Religion encounters the same phenomenon in defining an all-powerful god, when you ask
Can God create a rock too heavy for God to lift?
If all-powerful, both creating and lifting
should work, a contradiction.
The crisis in math was resolved by enhancing the concept of sets. One such enhancement is
Type Theory. Types are just like sets, but there is a hierarchy that prevents Russell's paradox.
$\mathbb{N}$ is a Type in Lean. And regular Types of Type(0) are elements of a higher type, Type(1).

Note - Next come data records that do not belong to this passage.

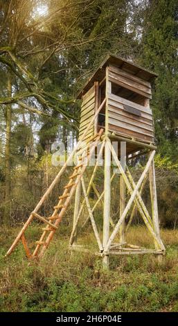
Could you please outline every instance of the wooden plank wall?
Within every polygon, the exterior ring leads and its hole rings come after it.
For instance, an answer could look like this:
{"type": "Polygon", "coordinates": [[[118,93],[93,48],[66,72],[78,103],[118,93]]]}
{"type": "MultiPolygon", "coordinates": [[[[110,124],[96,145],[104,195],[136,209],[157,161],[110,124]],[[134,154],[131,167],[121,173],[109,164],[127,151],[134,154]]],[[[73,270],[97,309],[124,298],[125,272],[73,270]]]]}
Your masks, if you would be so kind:
{"type": "MultiPolygon", "coordinates": [[[[94,85],[82,98],[82,103],[81,107],[80,128],[79,128],[79,140],[81,139],[84,130],[90,123],[92,117],[95,114],[95,85],[94,85]]],[[[94,123],[89,128],[83,141],[87,140],[94,133],[94,123]]]]}
{"type": "MultiPolygon", "coordinates": [[[[109,80],[151,98],[150,83],[109,66],[109,80]]],[[[108,94],[109,130],[147,143],[154,141],[152,111],[148,107],[108,94]]],[[[149,101],[148,101],[149,102],[149,101]]]]}
{"type": "Polygon", "coordinates": [[[152,115],[148,108],[109,94],[108,115],[110,131],[148,143],[153,142],[152,115]],[[127,106],[136,109],[140,115],[126,111],[127,106]]]}
{"type": "Polygon", "coordinates": [[[145,98],[152,98],[150,83],[111,65],[109,67],[109,80],[145,98]]]}

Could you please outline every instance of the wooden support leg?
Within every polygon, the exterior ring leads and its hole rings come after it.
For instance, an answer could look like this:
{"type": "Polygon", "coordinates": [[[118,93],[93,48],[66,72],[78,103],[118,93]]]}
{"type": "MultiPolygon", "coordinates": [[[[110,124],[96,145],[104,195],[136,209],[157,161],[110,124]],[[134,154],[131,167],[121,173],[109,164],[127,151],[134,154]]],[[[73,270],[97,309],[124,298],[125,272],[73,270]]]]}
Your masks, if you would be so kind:
{"type": "MultiPolygon", "coordinates": [[[[122,216],[125,209],[125,183],[123,176],[120,177],[120,217],[122,216]]],[[[120,227],[120,242],[125,242],[125,221],[122,222],[120,227]]]]}
{"type": "MultiPolygon", "coordinates": [[[[109,218],[110,218],[110,201],[111,201],[111,151],[107,141],[105,144],[105,185],[104,185],[104,216],[103,216],[103,239],[104,250],[107,246],[109,237],[109,218]]],[[[103,266],[109,268],[109,256],[103,257],[103,266]]]]}
{"type": "MultiPolygon", "coordinates": [[[[152,152],[150,152],[151,154],[152,152]]],[[[150,197],[151,197],[151,205],[152,205],[152,216],[153,228],[157,237],[160,239],[160,230],[159,230],[159,223],[158,216],[158,204],[157,204],[157,188],[156,188],[156,178],[155,178],[155,169],[154,160],[152,160],[150,171],[149,171],[149,179],[150,179],[150,197]]],[[[154,246],[156,249],[159,249],[157,242],[154,241],[154,246]]],[[[158,255],[159,263],[162,263],[163,255],[158,255]]]]}
{"type": "MultiPolygon", "coordinates": [[[[79,213],[79,211],[80,211],[80,198],[81,198],[81,181],[79,182],[78,185],[77,185],[76,190],[75,190],[73,230],[75,227],[77,218],[78,218],[78,213],[79,213]]],[[[74,237],[73,243],[75,242],[76,242],[76,240],[77,240],[77,230],[75,231],[75,237],[74,237]]]]}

The type level in parentheses is called a universe, which organizes mathematical objects to maintain
logical consistency. Other systems to avoid Russell's paradox are used in other formalization
languages. Coq gets it name from calculus of constructions
, and HOL from higher-order logic
.
Lean uses Type Theory, which may be preferred by computer scientists who have a similar notion in data types, like Bool and Int. Computers crash when programs encounter contradictions, so formal verification, a way of checking programs by strict type-checking, is akin to formal mathematics. Basically computer scientists and mathematicians have the same problem with the same solution: the results are not perfectly trustworthy unless formalized.
Formalization is slow. Human language has developed for thousands if not millions of years, and human mathematicians have an arsenal of shortcuts still to teach the computers. The ratio of formal language to informal language in programming math is known as the de Bruijn factor. Professional mathematicians operate on the premise that they could explain everything formally, with painstaking detail, but there is a trade-off between progress and perfection. The de Bruijn factor tends to be between 1 and 10,000. In the Liquid Tensor Experiment, mathematician Peter Scholze stated a result in roughly 5 lines of human language that took 80,000 lines of code to formalize. The Lean language uses tactics to prune the gap, putting meticulous code into single words that help computers catch up to human shortcuts. The #print theorem command unravels tactics into fully formal computer language in case checking is desired. Artificial intelligence may discover a mathematical proof which is too long for humans to check, even in human language, so the trade-off betweeen trust and testing will always persist.
The mathematical proofs that AI finds will only be valuable if they are understandable to humans, which can happen to various degrees. A classic calculator can display about 10 digits of approximation to $\pi$, which would take a human infant quite a long time to learn individually and be a waste of time to do by hand. Trust is collective, and the people who make calculators can be trusted to implement circuits that do as advertised, including negative consequences for competitors who get it wrong. One common practical value of higher math is cryptographic, allowing you to buy things online. Perfect code cannot be hacked, but hackability is an imperfect test contingent on the skill and resources of the hacker. At Mathgod we endeavor to reduce the gap between computer and human understanding, championing transparency and explainability. We propose a scale that rates the gap. $\pi$ is a number known to humans for centuries if not millenia, so calculators that spit out digits of $\pi$ are a 1 out of 10 on our scale. Fermat's Last Theorem, actively being formalized, was proved without computers, so once formalized it also is 1 out of 10. If some result in fact turns out impossible to formalize, perhaps requiring a new language or philosophical choice, we rank it 0 out of 10 on the Mathgod scale (not intended as an insult). Some modern results, such as the Four Color Theorem, were, like estimating many digits of pi, too tedious to achieve by hand, but their acceptance is not as universal as digits of $\pi$ because the algorithms are more complicated and not understood by as many people. We rate those 2 out of 10. We intend the scale to have plenty of room at the top and be human-centric, but have scientific basis. Using the de Bruijn factor, recency of proof, and breadth of acceptance and practical value, we propose to rate computer proofs of mathematical results, as much a social exercise as a numerical one, inviting debate.